Experimental comparison and evaluation of the Affymetrix exon and U133Plus2 GeneChip arrays

Affiliations
Comparative Study

Experimental comparison and evaluation of the Affymetrix exon and U133Plus2 GeneChip arrays

Diana Abdueva et al. PLoS One. .

Abstract

Background: Affymetrix exon arrays offer scientists the only solution for exon-level expression profiling at the whole-genome scale on a single array. These arrays feature a new chip design with no mismatch probes and a radically new random primed protocol to generate sense DNA targets along the entire length of the transcript. In addition to these changes, a limited number of validating experiments and virtually no experimental data to rigorously address the comparability of all-exon arrays with conventional 3'-arrays result in a natural reluctance to replace conventional expression arrays with the new all-exon platform.

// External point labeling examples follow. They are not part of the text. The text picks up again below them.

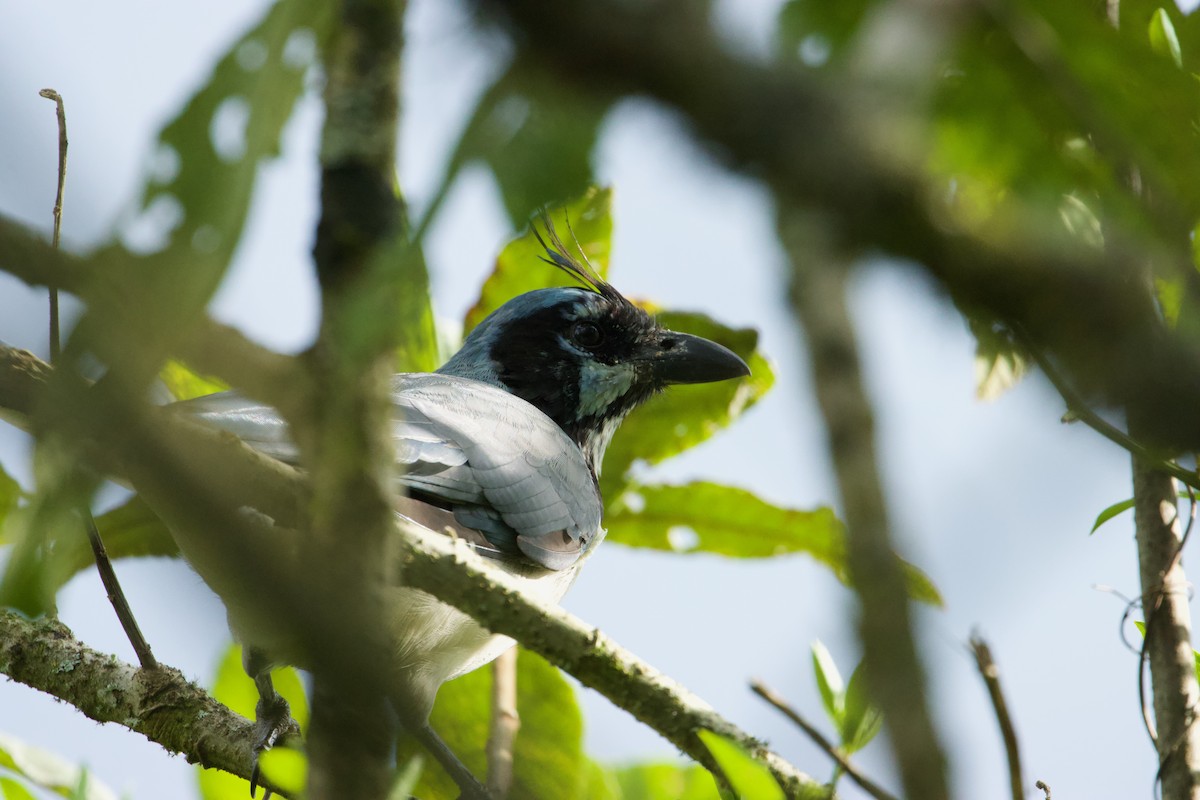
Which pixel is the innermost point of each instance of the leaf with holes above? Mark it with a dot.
(583, 224)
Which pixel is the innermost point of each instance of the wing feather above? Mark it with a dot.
(498, 463)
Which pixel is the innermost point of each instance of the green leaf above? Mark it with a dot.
(1000, 361)
(10, 494)
(234, 689)
(714, 518)
(286, 768)
(47, 770)
(829, 684)
(1195, 654)
(666, 782)
(130, 530)
(184, 384)
(688, 415)
(1163, 38)
(407, 777)
(1111, 511)
(819, 23)
(549, 759)
(535, 134)
(749, 779)
(11, 789)
(203, 173)
(862, 721)
(705, 517)
(583, 224)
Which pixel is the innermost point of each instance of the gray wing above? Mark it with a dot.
(501, 465)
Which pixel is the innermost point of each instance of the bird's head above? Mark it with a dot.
(586, 355)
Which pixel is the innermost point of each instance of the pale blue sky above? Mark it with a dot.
(994, 500)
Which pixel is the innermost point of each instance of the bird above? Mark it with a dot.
(502, 446)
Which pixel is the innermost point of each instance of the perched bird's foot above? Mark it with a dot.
(273, 722)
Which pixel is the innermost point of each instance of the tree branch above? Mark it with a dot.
(831, 750)
(897, 678)
(990, 674)
(345, 434)
(259, 570)
(816, 142)
(211, 348)
(160, 704)
(1168, 636)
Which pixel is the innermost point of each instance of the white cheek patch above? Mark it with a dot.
(601, 384)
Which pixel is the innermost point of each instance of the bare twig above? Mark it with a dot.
(115, 596)
(819, 739)
(505, 723)
(1168, 636)
(160, 704)
(990, 674)
(49, 94)
(1084, 413)
(889, 651)
(103, 565)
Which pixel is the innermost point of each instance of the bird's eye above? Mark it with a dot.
(587, 335)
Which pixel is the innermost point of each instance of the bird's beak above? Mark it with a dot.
(685, 359)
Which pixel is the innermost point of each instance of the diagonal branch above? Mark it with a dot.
(816, 143)
(426, 560)
(160, 704)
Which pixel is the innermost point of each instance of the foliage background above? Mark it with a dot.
(994, 500)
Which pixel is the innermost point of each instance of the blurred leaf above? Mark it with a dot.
(1170, 299)
(184, 384)
(819, 31)
(687, 415)
(233, 687)
(10, 494)
(1163, 38)
(47, 770)
(29, 582)
(861, 721)
(749, 779)
(407, 777)
(201, 179)
(706, 517)
(713, 518)
(286, 768)
(549, 759)
(666, 782)
(829, 683)
(1080, 221)
(535, 134)
(599, 783)
(1000, 364)
(583, 223)
(11, 789)
(130, 530)
(1195, 654)
(1111, 511)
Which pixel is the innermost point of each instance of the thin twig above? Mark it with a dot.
(1083, 411)
(49, 94)
(1159, 595)
(103, 564)
(505, 723)
(990, 675)
(115, 596)
(819, 739)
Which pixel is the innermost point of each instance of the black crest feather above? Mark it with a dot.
(559, 254)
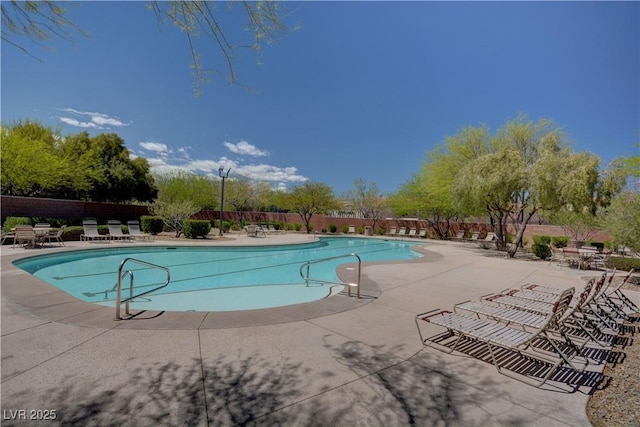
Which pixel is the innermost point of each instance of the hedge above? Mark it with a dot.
(193, 228)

Methodology: Using commercially available Affymetrix arrays, we assess the performance of the Human Exon 1.0 ST (HuEx) and U133 Plus 2.0 (U133Plus2) platforms directly through a series of 'spike-in' hybridizations containing 25 transcripts in the presence of a fixed eukaryotic background. Specifically, we compare the measures of expression for HuEx and U133Plus2 arrays to evaluate the precision of these measures as well as the specificity and sensitivity of the measures' ability to detect differential expression.

Significance: This study presents an experimental comparison and systematic cross-validation of Affymetrix exon arrays and establishes high comparability of expression changes and probe performance characteristics between Affymetrix conventional and exon arrays. In addition, this study offers a reliable benchmark data set for the comparison of competing exon expression measures, the selection of methods suitable for mapping exon array measures to the wealth of previously generated microarray data, as well as the development of more advanced methods for exon- and transcript-level expression summarization.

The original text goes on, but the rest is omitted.